A note on direct products

Abstract

By an algebra is meant an ordered set Γ = 〈V,R1, …, Rn, O1, …, Om〉, where V is a class, Ri (1 ≤ i ≤, n) is a relation on nj elements of V (i.e. Ri ⊆ Vni), and Oj (1 ≤ i ≤ n) is an operation on elements of V such that Oj(x1, … xmj) ∈ V) for all x1, …, xmj ∈ V). A sentence S of the first-order functional calculus is valid in Γ, if it contains just individual variables x1, x2, …, relation variables ϱ1, …,ϱn, where ϱi,- is nj-ary (1 ≤ i ≤ n), and operation variables σ1, …, σm, where σj is mj-ary (1 ≤, j ≤ m), and S holds if the individual variables are interpreted as ranging over V, ϱi is interpreted as Ri, and σi as Oj.

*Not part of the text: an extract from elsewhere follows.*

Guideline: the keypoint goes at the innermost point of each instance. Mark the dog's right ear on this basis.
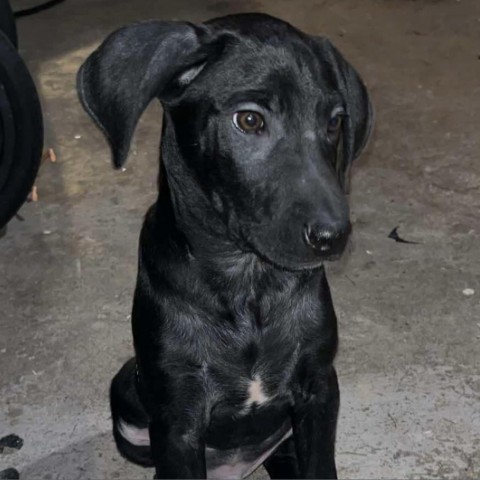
(134, 65)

If {Γi}i≤α is a (finite or infinite) sequence of algebras Γi, where Γi = 〈Vi, Ri〉 and Ri, is a binary relation, then by the direct productΓ = Πi<αΓi is meant the algebra Γ = 〈V, R〉, where V consists of all (finite or infinite) sequences x = 〈x1, x2, …, xi, …〉 with Xi ∈ Vi and where R is a binary relation such that two elements x and y of V are in the relation R if and only if xi and yi- are in the relation Ri for each i < α.